Like most insiders who try to make a virtue out of unrepresentative and disenfranchising elements of the caucus system, Obradovich does not acknowledge that thousands of politically engaged Iowans are highly informed about the issues and candidates, but cannot caucus through no fault of their own.
Furthermore, the vast majority of caucus-goers have no interest in being a convention delegate or getting involved with party committees. They just want to have a voice in the presidential nominating process. In Deeth’s words,
You cannot “organize” and “party build” when precinct attendance is approaching quadruple digits. You can’t fix The Biggest Room Is Too Small with “better planning.” You CAN fix it, you can ONLY fix it, with absentee ballots.
Not wanting to upset Bill Gardner is the main (though usually unspoken) reason Iowa Democrats haven’t pursued absentee ballots. Traditionally, party leaders in Iowa and New Hampshire have presented a united front, knowing that detractors of starting the nominating process in two small, overwhelmingly white states could exploit any divisions to upend the whole nominating calendar.

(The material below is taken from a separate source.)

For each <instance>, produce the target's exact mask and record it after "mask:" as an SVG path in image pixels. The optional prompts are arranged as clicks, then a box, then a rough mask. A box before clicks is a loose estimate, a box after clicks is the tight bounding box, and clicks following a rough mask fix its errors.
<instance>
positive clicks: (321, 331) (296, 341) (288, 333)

The DNC shot down our state’s best efforts to accommodate Gardner. Now it’s past time to step up and fight for Iowans who would love to caucus but are limited by the circumstances of their lives: shift workers, caregivers, those lacking access to transportation, and people with disabilities or health conditions that preclude spending hours in an over-crowded, noisy room.
If the party doesn’t want to go the absentee ballot route, at least allow several days of in-person early voting, as Nevada is planning.

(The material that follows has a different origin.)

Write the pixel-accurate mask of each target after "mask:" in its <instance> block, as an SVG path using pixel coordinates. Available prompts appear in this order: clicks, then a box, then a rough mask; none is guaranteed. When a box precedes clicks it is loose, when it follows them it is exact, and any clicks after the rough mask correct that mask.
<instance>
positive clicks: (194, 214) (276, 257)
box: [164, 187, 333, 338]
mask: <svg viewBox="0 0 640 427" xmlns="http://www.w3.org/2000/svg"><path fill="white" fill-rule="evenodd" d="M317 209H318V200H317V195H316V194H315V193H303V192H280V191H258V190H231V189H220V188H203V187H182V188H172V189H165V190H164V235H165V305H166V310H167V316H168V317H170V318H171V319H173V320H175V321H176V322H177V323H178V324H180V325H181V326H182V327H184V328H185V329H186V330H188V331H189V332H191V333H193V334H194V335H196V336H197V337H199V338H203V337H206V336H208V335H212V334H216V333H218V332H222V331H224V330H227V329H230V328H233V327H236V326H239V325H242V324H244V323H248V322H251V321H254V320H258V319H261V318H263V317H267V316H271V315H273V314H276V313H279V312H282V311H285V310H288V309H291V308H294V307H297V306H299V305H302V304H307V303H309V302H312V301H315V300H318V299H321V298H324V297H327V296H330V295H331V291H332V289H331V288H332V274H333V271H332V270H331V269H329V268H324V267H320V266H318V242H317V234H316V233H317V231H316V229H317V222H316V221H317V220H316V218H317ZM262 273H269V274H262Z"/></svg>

Rank and file Democrats who care about giving a voice to those who have been excluded should reach out to anyone they know on Democratic committees as soon as possible.
UPDATE: Forgot to mention that if Iowa Democrats allow non-present participation in some form, caucus-goers who choose that option should account for a share of delegates that is proportional to their number. The proposal the DNC rejected would have allocated only about 9 percent of state delegates from the virtual caucus.
SECOND UPDATE: FiveThirtyEight senior science writer Maggie Koerth-Baker quoted several security experts who praised the DNC’s decision on the grounds that a virtual caucus “would be massively hackable — easy to steal, and even easier to simply disrupt.”
Top image: Iowa Democratic Party state chair Troy Price (right) speaks to the media on August 30 as former Senator Tom Harkin looks on. Screen shot from KCCI’s raw video.